The Big 10’s conference leaders staked the moral high ground this summer by saying the conference wouldn’t play football (or any other sport) this fall because of coronavirus fears.
Then the lust for money and the championship dreams of one of its football teams made those supposedly ethical leaders change their minds. (Oh, I’m sorry, they changed their minds because fancy testing allowed them to quickly determine whether a player or players had contracted the virus. Of course it did.)
We’re about to watch those same leaders complete the selling of their souls.
In a day or two one of two scenarios will play out.

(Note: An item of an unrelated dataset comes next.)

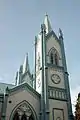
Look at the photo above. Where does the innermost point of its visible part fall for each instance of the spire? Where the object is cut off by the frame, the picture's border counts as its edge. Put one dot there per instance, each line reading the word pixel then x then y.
pixel 26 64
pixel 47 24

In one, the moral high ground be fully abandoned once those leaders erase the 6-game minimum rule they established at the beginning of the season that any team had to play in order to be eligible for the conference’s championship game. There’s no way they will prevent that one team — currently 5-0 and with a chance to grab a spot in the national championship playoffs — from missing that game.
It’s possible playing only five games will doom that team from making the national tournament. Nope, can’t have that.
The other option is to conveniently make sure another conference team can’t play this weekend so that the 5-0 team has an opponent and a path to that sixth game.
So, forget policies, forget standards. When winning is at stake, rules and ethics are mere speed bumps that can be easily altered. This is quite the life lesson.
And all the while, all of those players continue to receive (checks notes) no money for their labor. Please spare me the free tuition and free room and board argument.
The Big 10. Ethical empty.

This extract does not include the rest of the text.